There have been a few questions already about the behavior of builtin classes in Prelude and Base (some classes support up to 15-element tuples, some up to 7) and about the (non-)possibility of extending these classes.

Prelude and Base behavior: Haskell Tuple Size Limit

extending Show with new definitions: Extend a Show instance to a Tuple of any size

I'm asking a slightly different question. If I'm making an entirely new type class, is it possible to add an instance rule that handles tuples of arbitrary length (possibly using a GHC extension)?

Here's an example of such a class called PartialOrder. I want to allow tuples of arbitrary size to be partially compared using the following rule

(a,b ... , z) <= (a1,b1, ... , z1) iff (a <= a1) && (b <= b1) && ... && (z <= z1)

Here's my first stab at a definition using the traditional "define the class for tuples up to some arbitrary size" approach.

Is there a GHC extension that can be used to write instance definitions that cover tuples of arbitrary length?

I think I can use Template Haskell or an external program to generate definitions in advance, but not generate them on demand like C++ templates.

-- Sets equipped with the (is_subset) operation are an example of a
-- partial order.
--
-- {} < {a}      less than
-- {} = {}       equal to
-- {a, b} > {b}  greater than
-- {a} ~ {b}     incomparable
--
-- in order to define a partial order we need a definition of (<=)

data PartialOrdering = POLessThan | POGreaterThan | POEqual | POIncomparable deriving (Eq, Show)

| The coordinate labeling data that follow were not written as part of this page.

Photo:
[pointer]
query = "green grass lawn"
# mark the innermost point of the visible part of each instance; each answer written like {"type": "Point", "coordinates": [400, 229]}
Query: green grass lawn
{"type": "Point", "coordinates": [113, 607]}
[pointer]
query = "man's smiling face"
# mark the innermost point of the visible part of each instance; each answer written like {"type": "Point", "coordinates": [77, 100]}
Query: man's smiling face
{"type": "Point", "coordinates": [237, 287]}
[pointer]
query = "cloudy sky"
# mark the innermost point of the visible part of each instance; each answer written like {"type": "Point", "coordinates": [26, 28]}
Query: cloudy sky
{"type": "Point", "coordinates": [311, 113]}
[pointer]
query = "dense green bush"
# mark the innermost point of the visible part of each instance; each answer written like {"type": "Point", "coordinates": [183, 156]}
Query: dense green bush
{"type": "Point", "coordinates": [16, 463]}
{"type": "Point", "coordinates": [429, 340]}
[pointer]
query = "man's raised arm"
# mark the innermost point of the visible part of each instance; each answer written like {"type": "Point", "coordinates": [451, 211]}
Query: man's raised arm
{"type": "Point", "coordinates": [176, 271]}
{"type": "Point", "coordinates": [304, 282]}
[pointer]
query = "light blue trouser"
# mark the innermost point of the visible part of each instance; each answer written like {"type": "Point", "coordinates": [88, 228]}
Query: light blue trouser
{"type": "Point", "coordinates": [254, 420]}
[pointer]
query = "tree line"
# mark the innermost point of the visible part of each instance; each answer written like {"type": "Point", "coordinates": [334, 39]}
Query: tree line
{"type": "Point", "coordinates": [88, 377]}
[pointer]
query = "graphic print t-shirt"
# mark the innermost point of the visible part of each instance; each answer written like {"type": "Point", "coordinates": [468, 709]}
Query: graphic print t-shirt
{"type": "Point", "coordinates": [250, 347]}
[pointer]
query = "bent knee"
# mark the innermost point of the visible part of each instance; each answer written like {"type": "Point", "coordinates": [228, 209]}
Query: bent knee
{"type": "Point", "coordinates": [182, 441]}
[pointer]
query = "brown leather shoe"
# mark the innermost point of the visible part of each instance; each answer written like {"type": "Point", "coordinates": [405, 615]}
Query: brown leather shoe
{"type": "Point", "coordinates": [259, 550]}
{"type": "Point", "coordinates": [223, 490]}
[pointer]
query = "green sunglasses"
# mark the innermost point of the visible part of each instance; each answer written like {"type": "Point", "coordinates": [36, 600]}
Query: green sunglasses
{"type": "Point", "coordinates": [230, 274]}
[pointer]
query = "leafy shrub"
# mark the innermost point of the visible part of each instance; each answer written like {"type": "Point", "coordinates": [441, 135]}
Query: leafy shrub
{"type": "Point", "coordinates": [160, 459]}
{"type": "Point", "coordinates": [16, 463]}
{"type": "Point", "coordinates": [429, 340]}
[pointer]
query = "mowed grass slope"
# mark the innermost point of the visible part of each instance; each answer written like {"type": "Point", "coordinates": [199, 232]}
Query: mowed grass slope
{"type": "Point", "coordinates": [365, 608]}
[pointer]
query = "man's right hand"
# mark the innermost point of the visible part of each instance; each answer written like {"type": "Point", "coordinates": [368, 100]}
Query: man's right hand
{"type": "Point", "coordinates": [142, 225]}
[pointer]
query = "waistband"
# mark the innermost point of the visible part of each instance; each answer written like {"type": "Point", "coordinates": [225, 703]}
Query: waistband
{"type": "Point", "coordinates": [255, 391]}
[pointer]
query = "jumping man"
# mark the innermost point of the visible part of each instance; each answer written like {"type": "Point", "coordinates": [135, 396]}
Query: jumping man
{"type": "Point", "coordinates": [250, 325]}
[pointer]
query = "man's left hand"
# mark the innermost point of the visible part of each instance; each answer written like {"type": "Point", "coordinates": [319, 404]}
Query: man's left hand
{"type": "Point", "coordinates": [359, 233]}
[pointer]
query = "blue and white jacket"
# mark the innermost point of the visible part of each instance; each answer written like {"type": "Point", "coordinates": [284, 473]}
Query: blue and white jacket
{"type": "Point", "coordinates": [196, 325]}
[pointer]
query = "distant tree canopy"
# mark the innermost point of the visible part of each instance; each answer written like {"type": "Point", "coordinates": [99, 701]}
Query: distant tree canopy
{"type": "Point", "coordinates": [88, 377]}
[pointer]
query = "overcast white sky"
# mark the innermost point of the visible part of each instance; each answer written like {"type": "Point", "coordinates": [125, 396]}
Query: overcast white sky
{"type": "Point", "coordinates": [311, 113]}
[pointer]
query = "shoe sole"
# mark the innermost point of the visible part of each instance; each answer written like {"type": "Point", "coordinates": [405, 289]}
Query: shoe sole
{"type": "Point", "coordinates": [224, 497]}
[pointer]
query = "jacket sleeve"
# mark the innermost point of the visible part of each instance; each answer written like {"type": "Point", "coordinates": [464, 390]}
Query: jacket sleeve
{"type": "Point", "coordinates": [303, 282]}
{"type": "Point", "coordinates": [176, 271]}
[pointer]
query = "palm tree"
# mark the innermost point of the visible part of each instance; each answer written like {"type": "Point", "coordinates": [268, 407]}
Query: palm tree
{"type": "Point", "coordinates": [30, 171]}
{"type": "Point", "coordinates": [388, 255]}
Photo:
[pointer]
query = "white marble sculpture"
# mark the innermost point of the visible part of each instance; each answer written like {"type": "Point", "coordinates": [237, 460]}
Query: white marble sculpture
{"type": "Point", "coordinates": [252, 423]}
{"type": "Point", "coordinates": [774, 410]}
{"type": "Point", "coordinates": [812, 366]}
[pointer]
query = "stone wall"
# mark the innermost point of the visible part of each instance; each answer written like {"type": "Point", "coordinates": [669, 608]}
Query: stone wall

class PartialOrder a where
    lessThanEq :: a -> a -> Bool

instance PartialOrder PartialOrdering where
    lessThanEq POIncomparable _ = False
    lessThanEq _ POIncomparable = False

    -- with incomparables dealt with...
    lessThanEq POLessThan _ = True

    lessThanEq POEqual POLessThan = False
    lessThanEq POEqual _ = True

    lessThanEq POGreaterThan POGreaterThan = True
    lessThanEq POGreaterThan _ = False


-- note this is different from the semantics for Ord applied to tuples,
-- which uses lexicographic ordering.
--
-- (a,b) is less than or equal to (c,d) iff
-- a <= b and c <= d

-- 2 element tuple
instance (PartialOrder a, PartialOrder b) => PartialOrder (a, b) where
    lessThanEq (a,b) (c,d) = (lessThanEq a c) && (lessThanEq b d)

-- 3 element tuple
instance (PartialOrder a, PartialOrder b, PartialOrder c) => PartialOrder (a, b, c) where
    lessThanEq (a,b,c) (d,e,f) = (lessThanEq a d) && (lessThanEq b e) && (lessThanEq c f)

-- 4 element tuple
instance (PartialOrder a, PartialOrder b, PartialOrder c, PartialOrder d) => PartialOrder (a, b, c, d) where
    lessThanEq (a,b,c,d) (e,f,g,h) = (lessThanEq a e) && (lessThanEq b f) && (lessThanEq c g) && (lessThanEq d h)


-- etc.


main = putStrLn "hi"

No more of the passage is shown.